I was in Australia recently. I was primarily speaking at the competitive cities conference. However, I also did some masterclasses, and caught up with the Centre’s Australian resilience research. At the conference, I was privileged to share a platform with Ed Glaeser, professor of economics at Harvard and author of The Triumph of the City. At one point he mentioned the problem of the ‘boondoggles’ – I did not know the term, but I now know it means a pointless scheme which wastes time and money. However, in my jet lag, I thought he said ‘boom goggles’, which I took to mean those who always see the imminent arrival of a new economic boom

Tim Horton, the integrated design commissioner from South Australia, pointed out my error. But it’s too late – boom goggles is now part of my economic development lexicon!

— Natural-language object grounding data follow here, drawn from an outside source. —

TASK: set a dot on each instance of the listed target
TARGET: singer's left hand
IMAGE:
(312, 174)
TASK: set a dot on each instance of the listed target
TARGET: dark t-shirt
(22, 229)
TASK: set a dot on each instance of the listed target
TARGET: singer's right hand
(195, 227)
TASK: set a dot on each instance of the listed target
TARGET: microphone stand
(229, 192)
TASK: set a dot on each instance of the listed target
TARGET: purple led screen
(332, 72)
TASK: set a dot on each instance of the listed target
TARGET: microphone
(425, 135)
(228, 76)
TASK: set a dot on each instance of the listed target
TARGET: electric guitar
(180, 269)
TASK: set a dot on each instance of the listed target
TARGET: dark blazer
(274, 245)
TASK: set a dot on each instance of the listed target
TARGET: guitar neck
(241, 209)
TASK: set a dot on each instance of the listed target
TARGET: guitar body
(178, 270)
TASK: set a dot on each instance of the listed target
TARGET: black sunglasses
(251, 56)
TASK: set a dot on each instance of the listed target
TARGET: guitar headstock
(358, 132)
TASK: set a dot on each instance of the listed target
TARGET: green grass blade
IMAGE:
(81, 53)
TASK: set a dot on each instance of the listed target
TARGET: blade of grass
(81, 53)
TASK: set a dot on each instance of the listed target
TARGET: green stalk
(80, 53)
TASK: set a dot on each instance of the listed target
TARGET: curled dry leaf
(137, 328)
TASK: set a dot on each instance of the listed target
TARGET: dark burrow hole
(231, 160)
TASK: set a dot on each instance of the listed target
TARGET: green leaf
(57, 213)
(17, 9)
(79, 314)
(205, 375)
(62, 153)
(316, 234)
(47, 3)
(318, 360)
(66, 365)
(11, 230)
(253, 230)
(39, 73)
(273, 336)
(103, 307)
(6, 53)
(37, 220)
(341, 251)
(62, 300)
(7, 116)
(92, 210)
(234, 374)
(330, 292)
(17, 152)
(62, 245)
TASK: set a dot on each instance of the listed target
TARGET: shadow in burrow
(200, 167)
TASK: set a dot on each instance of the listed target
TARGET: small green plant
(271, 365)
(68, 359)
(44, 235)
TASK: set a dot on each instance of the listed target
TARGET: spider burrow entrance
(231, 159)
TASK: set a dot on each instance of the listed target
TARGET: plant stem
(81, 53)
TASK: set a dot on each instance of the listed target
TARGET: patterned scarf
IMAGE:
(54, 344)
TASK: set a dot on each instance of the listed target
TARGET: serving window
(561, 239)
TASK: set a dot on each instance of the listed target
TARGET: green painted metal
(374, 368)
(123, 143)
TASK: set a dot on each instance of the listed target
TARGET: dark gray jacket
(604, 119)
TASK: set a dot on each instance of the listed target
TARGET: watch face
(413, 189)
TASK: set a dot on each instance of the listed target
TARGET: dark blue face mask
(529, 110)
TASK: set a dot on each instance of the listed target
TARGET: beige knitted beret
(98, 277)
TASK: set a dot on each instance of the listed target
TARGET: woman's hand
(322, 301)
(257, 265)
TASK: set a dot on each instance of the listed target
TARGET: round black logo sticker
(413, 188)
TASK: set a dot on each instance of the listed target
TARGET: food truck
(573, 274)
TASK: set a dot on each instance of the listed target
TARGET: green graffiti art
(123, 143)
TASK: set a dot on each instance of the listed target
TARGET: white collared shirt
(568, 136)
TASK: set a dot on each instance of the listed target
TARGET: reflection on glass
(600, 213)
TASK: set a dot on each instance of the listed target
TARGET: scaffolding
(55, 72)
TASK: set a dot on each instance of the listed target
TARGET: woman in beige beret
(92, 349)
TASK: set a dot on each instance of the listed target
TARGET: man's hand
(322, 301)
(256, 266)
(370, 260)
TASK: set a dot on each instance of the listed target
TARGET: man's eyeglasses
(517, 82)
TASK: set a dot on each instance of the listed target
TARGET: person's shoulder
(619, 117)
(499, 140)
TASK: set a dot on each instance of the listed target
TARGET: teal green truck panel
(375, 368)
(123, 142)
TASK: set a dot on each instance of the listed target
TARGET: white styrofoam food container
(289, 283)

Two weeks later I am in the north of England, listening to a speech by someone who was wearing some boom googles!  – he is a ‘boomgoggler’! For him, the rosy future was merely a train-line, a city deal, better governance or a piece of global investment away. When I highlighted the need to think about the place and people and how we need a more inclusive economy that works better for places, he shot back with ‘profit was international, not local’.

His speech was typical of boomgoggler from anywhere in the world. In the UK sense, his viewpoint could have been placed in the early 2000s, at the height of regional economic optimism. This boomgoggling speech displayed an orthodoxy and the inability to see that the problems ran much deeper. The real solutions were far beyond his gaze.

Now of course train lines etc will help. However, when we take the boom goggles off, what do we see? We see disadvantages, which even the fastest train won’t solve completely – poor skills levels, fierce competition across the UK and beyond, a flawed economic planning context, national economic stewardship which still favours the city of London and no proper industrial strategy. And even if all of this was to be corrected, we are in the hands of a sluggish global and European economy.

For those of interested in creating great resilient and green economies which work for people and the place, we must not start from the notion of a new economic boom and trot out the tired old prescriptions. Only when we face up to the huge threats as well as the advantages of globalism to our local and regional economies, will we start to build a better more inclusive economy.

We must start from the local economic realities. Build on the assets of place, develop economic resilience, strengthen local networks, create conditions for local entrepreneurship, respect and nurture human and social capital. Boom goggling will just not do.